Gross margin in Western Europe in the latest quarter improved 330 basis points to 48.3 percent due to more favorable pricing mix. Ohlmeyer said the Western Europe region was ”really where we started with the quality growth initiatives” and the company remains committed to not driving growth at the expense of margin. Operating margins were up 0.8 basis points to 20.9 percent as the gross margin improvement was partly offset by brand investments.

Among other regions, Russia/CIS’ sales were up 14 percent on a currency-neutral basis, getting a “nice uplift” from the World Cup. Adidas saw a boost from on-site sales around the stadiums, and the gains came despite Adidas closing 180 stores in Russia in 2017 and another 50 so far in 2018.

Latin America sales were ahead 15 percent and benefited from Mexico’s and Argentina’s participation in the World Cup. Emerging Market revenues were up 1 percent on a currency-neutral basis.

Inventories were down 2 percent on a currency-neutral bais globally despite the top-line growth.

Adidas said the company was taking an impairment of €475 million ($548 mm) related to the Reebok trademark that will lead to a restatement of 2016 results. The restatement followed a routine review by the German Financial Reporting Enforcement Panel that found an impairment test conducted in 2016 over-valued the book value of Reebok’s trademark given the company’s performance from 2006 to 2016. Adidas bought the Reebok brand in 2005. Adidas said the accounting restatement has no impact on the company’s cash position, the company’s 2018 income and cash flow statements as well as its short- and long-term guidance.

Adidas reiterated guidance for 2018:

  • Sales are expected to increase at a rate of around 10 percent on a currency-neutral basis, driven by double-digit growth in North America and Asia-Pacific.
  • Gross margin is expected to increase up to 0.3 percentage points to a level of up to 50.7 percent. More favorable pricing, channel and regional mix is expected to offset the negative impact from unfavorable currency movements as well as higher input costs.
  • Operating margin is forecast to improve between 0.5 and 0.7 percentage points to a level between 10.3 percent and 10.5 percent.
  • Net income from continuing operations is projected to increase to a level between €1.615 billion and €1.675 billion, reflecting a year-over-year increase of between 13 percent and 17 percent.

Rorsted cited a number of levers to drive top-line growth in the quarters ahead. They include building on recently-successful streetwear collaborations around the company’s Ultra Boost franchise. The next generation of Ultra Boost arrives in early 2019 with a goal to reach €1 billion in sales.

In Football, Adidas will build on the latest updates to the company’s four key franchises: X, Predator, Nemesis and Copa–introduced at the World Cup.

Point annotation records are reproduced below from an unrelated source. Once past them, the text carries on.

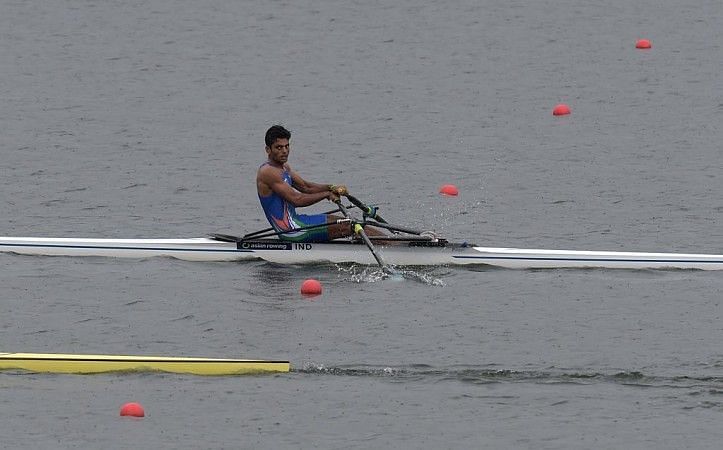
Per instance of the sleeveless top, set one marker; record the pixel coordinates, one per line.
(279, 212)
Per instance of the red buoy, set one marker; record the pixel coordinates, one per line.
(311, 287)
(643, 44)
(449, 189)
(561, 110)
(132, 409)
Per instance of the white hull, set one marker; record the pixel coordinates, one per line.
(402, 254)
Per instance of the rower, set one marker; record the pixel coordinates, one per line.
(281, 190)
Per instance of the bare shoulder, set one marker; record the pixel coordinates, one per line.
(268, 171)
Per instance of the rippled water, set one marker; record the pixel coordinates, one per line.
(146, 119)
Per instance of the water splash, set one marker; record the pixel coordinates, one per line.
(373, 274)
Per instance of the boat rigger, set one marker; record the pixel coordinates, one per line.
(88, 364)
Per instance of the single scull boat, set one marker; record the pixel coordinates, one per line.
(401, 253)
(85, 364)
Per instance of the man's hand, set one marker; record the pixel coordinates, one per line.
(338, 189)
(333, 197)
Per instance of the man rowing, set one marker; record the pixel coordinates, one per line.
(281, 190)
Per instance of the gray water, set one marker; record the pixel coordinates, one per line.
(146, 119)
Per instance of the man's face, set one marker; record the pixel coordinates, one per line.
(279, 151)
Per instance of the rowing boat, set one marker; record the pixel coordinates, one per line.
(402, 253)
(86, 364)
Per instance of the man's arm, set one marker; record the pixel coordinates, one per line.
(271, 178)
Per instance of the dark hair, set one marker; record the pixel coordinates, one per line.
(276, 132)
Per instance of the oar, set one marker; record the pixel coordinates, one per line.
(360, 231)
(260, 233)
(367, 210)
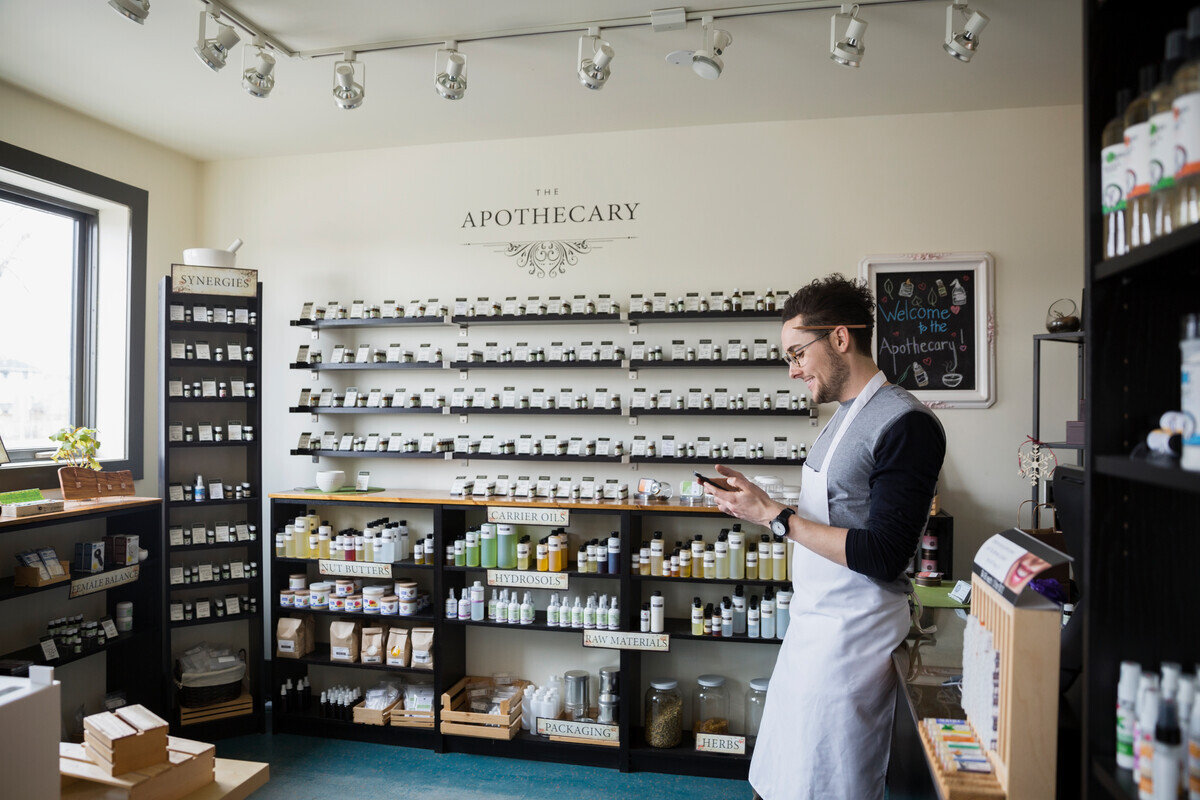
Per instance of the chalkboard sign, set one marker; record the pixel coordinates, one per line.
(934, 325)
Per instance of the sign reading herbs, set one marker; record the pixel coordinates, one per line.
(934, 325)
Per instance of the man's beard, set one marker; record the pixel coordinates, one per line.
(839, 373)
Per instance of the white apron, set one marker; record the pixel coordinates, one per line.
(827, 725)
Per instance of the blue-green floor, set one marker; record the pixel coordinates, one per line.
(306, 768)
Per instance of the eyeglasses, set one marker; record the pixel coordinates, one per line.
(792, 355)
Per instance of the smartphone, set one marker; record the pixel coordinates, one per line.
(715, 481)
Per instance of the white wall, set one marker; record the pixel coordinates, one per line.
(741, 205)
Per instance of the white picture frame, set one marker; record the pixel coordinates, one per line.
(875, 271)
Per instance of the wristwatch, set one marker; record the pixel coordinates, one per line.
(779, 524)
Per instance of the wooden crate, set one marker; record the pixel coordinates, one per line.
(407, 719)
(456, 720)
(189, 767)
(126, 740)
(235, 708)
(372, 716)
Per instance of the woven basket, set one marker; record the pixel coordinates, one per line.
(201, 689)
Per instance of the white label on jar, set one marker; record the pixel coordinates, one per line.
(1137, 181)
(1187, 134)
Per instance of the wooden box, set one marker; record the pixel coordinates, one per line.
(372, 716)
(30, 576)
(457, 720)
(190, 765)
(130, 739)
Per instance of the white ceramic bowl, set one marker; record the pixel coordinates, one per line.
(330, 480)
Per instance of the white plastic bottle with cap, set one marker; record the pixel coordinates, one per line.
(1127, 697)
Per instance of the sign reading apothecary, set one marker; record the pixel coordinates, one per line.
(231, 282)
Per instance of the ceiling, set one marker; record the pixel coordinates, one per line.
(148, 80)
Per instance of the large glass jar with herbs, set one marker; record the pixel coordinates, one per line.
(664, 713)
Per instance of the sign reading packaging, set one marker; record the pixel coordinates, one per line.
(593, 731)
(717, 743)
(214, 280)
(527, 579)
(103, 581)
(627, 641)
(355, 569)
(519, 516)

The Adidas P.O.D. System, featuring Boost foam in the heel and EVA cushioning in the forefoot, is expected to drive Sports-influenced footwear sales with creative workshops being established in London and Brooklyn to support activation. In technical running, the Solar franchise was successfully launched in May and will expand to diverse price points in the second half.

Adidas will extend the company’s collaboration with start-up Carbon with a goal of bringing mass production of 3D printed shoes to the marketplace. Adidas also still has a goal of releasing 5 million pairs of Parley footwear in 2018. Each pair of Parley shoes prevents 11 plastic bottles from entering in the world’s oceans. A million pieces of apparel featuring Parley are also expected to be sold this year.

Reaching into archives will also continue to be a source of growth for both Reebok and Adidas, such as Adidas Brand’s recent launch of the Continental 80.

Rorsted cautioned that Adidas continues to focus on sustainable growth for both Adidas Brand and Reebok. He said, “For 2018 we plan to have the right balance between market share improvement and margin improvement, and that is really the essence of what we’re doing with our company.”